Minhas ilustrações começam como desenhos no iPad que então precisam ser coloridos para dar destaque ao assunto da vez. O aplicativo simples que eu uso, Notability, me permite colorir facilmente, mas com uma condição: cada cor em um espaço tem que ser colorida de uma vez só, sem tirar o lápis da tela. Como estou colorindo por dentro de córtices cerebrais e cerebelares cheios de dobras, a tarefa por vezes leva vários minutos ininterruptos, sem tirar nem lápis nem olhos da tela.
E então entendi, finalmente, a mágica dos livros de colorir.
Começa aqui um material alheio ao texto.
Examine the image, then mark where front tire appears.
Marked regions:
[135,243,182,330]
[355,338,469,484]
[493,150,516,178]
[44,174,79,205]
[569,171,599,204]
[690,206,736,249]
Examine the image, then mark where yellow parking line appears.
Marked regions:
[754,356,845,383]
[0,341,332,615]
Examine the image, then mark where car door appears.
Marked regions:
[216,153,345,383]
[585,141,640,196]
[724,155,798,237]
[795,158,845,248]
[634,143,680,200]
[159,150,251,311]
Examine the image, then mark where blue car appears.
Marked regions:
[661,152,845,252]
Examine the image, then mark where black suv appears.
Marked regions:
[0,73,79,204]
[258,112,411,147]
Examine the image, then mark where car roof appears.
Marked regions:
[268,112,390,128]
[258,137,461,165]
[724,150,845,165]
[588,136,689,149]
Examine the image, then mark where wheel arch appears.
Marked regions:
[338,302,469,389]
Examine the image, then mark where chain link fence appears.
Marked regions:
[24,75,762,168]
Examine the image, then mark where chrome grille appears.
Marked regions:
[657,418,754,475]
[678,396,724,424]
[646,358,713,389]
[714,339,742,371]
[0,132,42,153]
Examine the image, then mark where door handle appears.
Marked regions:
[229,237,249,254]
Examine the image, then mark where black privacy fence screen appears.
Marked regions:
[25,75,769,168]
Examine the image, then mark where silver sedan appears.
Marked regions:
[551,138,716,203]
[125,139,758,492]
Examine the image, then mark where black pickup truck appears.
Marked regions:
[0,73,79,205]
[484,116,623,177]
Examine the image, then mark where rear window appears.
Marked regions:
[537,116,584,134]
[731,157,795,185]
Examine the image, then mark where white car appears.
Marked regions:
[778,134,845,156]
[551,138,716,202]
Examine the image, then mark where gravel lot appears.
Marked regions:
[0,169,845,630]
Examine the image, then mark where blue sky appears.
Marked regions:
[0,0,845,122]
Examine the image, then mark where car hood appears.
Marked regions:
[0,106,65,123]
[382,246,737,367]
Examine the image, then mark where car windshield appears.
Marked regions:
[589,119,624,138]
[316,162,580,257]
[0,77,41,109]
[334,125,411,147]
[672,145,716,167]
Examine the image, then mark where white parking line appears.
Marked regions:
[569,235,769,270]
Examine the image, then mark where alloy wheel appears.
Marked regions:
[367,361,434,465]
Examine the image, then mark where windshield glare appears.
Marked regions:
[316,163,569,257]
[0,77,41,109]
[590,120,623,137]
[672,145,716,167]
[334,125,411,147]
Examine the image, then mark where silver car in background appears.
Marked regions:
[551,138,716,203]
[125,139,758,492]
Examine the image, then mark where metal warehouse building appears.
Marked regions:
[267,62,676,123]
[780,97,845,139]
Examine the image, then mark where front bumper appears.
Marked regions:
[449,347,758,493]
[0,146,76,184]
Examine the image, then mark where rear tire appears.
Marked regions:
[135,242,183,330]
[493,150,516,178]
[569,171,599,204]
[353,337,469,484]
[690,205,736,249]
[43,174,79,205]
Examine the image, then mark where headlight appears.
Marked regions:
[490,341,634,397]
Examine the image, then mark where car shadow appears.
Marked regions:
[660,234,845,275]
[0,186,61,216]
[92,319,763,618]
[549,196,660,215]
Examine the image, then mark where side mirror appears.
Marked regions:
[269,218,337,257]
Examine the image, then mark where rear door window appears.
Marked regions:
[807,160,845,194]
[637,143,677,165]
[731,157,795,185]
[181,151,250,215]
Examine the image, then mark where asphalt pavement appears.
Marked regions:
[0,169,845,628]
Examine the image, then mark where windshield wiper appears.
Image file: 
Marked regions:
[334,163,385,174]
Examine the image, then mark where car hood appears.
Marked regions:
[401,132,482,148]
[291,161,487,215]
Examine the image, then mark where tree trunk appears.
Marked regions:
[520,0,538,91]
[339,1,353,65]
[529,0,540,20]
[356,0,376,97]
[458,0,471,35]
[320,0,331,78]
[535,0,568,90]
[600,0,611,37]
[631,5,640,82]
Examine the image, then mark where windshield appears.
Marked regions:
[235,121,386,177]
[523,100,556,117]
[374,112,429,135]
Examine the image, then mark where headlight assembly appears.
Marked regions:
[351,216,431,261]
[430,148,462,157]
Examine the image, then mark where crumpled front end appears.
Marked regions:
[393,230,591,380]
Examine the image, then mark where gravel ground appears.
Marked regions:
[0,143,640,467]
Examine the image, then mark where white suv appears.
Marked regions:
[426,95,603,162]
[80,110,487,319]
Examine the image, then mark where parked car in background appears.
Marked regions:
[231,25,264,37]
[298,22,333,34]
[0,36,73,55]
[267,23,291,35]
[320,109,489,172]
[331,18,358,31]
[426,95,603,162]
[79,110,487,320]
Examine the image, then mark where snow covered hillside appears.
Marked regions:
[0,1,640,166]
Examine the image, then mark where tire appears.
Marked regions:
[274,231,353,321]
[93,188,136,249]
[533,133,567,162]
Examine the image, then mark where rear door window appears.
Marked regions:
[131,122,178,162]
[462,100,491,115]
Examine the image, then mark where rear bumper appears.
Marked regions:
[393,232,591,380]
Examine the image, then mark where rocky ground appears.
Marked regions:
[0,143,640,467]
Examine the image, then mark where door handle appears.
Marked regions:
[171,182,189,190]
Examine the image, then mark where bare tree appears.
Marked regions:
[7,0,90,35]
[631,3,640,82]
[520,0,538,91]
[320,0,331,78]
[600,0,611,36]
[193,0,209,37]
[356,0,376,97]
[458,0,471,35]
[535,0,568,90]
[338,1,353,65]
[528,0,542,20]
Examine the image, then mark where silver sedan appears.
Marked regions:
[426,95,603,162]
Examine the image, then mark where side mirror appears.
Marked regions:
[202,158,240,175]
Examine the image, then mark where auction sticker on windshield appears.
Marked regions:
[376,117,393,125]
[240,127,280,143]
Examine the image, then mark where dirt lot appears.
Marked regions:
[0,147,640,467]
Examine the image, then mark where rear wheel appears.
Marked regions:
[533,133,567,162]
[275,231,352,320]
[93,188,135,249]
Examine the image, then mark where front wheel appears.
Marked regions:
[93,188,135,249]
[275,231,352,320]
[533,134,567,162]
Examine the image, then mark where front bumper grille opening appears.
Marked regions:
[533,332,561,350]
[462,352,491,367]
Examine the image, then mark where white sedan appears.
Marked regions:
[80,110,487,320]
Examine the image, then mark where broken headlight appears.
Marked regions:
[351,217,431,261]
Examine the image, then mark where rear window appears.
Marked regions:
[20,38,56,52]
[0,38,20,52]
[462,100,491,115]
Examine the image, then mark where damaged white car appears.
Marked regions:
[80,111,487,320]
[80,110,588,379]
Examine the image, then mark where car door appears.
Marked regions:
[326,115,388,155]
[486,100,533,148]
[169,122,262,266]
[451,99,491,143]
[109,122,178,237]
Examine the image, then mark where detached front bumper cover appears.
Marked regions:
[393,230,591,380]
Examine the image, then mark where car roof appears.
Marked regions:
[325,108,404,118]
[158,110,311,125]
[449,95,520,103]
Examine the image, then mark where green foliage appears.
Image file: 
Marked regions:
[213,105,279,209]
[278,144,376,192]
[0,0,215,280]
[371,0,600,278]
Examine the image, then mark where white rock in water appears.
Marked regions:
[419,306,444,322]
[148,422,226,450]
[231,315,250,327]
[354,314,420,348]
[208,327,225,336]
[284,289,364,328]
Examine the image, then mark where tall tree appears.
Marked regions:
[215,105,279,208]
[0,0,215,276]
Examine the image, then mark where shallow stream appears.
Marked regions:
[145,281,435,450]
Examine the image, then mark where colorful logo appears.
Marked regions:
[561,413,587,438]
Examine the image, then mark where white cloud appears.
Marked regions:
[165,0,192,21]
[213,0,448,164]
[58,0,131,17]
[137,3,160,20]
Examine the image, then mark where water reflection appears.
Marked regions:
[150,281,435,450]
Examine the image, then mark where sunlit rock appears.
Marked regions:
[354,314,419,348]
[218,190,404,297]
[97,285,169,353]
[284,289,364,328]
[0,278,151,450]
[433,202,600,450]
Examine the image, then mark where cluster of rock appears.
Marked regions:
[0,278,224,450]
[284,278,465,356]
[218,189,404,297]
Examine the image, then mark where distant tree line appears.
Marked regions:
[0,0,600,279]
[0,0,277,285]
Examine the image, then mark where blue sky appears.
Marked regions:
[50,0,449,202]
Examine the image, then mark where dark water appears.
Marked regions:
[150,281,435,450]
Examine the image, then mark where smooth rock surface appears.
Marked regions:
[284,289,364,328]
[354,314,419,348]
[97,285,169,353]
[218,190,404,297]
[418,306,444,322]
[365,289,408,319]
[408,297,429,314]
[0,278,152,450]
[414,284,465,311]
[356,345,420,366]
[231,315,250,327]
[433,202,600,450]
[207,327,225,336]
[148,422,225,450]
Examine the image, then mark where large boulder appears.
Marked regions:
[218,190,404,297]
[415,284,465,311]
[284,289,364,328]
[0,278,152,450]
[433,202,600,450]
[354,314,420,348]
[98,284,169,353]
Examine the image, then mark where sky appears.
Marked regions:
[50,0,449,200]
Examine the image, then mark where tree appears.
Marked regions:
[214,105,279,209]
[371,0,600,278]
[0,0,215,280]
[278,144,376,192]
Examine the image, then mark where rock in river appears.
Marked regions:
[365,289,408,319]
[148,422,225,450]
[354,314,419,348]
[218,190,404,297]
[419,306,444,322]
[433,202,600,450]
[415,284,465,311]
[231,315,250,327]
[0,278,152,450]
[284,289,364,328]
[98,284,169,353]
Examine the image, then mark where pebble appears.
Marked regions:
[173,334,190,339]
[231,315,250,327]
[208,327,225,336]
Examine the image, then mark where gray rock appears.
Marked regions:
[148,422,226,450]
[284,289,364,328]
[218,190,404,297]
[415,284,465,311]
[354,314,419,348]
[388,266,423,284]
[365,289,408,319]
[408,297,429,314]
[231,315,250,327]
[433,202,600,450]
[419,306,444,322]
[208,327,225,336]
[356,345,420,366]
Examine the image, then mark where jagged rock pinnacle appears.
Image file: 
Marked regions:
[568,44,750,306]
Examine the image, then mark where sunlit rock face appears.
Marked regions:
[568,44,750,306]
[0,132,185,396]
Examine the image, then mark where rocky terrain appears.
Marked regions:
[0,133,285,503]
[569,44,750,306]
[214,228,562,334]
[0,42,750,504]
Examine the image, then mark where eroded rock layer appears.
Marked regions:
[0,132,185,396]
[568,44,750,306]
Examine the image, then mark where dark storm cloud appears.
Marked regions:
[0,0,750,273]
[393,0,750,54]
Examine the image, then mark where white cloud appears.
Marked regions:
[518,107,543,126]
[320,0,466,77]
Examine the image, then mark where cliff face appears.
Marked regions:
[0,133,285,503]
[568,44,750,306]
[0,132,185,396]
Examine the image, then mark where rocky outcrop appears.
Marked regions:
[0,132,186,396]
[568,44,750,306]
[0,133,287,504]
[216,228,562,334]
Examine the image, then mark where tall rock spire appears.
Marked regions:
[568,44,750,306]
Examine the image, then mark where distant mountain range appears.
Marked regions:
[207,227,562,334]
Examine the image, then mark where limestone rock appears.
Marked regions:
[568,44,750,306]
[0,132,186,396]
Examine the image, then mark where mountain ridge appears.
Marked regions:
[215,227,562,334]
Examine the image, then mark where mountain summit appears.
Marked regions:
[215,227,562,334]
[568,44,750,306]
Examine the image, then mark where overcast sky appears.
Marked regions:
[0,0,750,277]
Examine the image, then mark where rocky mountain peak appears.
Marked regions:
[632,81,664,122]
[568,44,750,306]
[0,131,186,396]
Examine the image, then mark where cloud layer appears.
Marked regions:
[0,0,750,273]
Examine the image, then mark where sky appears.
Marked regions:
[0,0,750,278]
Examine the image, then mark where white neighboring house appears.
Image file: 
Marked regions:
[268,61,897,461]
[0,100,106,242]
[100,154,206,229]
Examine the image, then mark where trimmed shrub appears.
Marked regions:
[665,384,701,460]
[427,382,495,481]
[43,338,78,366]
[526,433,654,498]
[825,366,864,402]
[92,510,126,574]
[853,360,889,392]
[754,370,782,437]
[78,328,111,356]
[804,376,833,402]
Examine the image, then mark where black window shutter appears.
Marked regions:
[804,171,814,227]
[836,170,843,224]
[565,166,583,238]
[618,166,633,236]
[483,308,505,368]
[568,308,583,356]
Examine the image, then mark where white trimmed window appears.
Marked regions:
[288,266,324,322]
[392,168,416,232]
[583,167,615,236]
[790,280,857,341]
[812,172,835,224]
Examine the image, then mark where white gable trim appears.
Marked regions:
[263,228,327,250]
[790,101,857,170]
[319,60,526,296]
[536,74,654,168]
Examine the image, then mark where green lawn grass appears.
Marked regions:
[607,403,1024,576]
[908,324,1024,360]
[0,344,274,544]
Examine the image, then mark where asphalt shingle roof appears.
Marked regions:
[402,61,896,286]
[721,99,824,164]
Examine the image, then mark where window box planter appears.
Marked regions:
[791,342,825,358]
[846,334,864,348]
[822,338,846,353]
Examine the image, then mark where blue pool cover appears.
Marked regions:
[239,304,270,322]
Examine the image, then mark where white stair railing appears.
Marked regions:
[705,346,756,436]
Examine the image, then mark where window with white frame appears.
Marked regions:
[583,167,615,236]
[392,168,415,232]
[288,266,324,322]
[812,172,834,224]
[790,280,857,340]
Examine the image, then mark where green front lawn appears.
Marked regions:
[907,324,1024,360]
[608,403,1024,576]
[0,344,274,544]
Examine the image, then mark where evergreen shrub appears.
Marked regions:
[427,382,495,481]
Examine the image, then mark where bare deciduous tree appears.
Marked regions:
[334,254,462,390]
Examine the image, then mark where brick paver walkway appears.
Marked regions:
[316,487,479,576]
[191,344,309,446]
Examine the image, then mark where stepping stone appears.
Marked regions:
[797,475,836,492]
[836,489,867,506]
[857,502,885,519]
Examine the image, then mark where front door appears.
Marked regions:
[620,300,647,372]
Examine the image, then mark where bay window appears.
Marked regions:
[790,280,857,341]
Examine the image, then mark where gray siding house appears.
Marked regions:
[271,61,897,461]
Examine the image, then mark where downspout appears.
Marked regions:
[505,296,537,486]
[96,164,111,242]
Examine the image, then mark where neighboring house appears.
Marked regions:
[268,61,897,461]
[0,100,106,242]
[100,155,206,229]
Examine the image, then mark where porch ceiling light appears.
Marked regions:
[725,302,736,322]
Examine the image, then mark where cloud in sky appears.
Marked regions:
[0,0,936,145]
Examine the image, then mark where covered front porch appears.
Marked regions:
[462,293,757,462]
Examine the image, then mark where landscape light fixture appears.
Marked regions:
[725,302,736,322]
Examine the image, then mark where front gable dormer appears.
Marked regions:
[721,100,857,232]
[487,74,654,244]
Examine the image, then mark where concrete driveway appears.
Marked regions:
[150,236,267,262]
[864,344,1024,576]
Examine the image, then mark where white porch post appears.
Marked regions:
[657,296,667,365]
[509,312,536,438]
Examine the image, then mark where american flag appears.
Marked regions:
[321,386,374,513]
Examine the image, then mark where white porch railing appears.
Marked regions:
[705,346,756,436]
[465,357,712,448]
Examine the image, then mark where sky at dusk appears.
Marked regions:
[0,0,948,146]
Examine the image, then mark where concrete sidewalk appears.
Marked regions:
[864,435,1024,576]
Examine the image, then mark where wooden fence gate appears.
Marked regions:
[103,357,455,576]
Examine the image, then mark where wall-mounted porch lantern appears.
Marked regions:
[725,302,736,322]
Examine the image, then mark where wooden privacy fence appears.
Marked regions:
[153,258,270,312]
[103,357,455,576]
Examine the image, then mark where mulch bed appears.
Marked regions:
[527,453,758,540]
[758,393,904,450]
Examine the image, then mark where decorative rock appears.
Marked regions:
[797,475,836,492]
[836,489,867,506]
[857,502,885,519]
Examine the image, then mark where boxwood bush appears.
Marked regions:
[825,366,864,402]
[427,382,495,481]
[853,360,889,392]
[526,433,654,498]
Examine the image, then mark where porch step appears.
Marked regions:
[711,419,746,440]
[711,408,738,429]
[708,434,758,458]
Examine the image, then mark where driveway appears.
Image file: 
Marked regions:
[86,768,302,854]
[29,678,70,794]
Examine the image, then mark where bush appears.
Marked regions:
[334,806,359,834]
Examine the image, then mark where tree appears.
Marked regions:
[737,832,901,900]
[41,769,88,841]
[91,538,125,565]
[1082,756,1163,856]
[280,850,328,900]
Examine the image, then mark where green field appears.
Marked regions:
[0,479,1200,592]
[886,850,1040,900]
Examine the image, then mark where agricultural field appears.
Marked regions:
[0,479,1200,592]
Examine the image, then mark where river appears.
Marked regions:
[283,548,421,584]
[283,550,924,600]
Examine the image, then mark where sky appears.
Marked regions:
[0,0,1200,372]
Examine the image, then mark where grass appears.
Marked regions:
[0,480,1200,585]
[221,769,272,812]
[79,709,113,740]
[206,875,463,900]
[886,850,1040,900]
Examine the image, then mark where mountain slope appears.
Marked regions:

Sim, gostamos da sensação de controle sobre nossas ações, da oportunidade de escolher qual cor vai aonde, do sentimento de competência em manter a cor dentro das linhas (todos aqueles anos no jardim de infância serviram para alguma coisa!). Gostamos da sensação de tirar os lápis coloridos da gaveta e vê-los espalhados na mesa, como se fôssemos artistas, e, se não há lápis na gaveta, gostamos ainda mais de ter uma desculpa para ir à papelaria comprá-los em lindas caixas e estojos para nós mesmos, e não para filhos ou netos.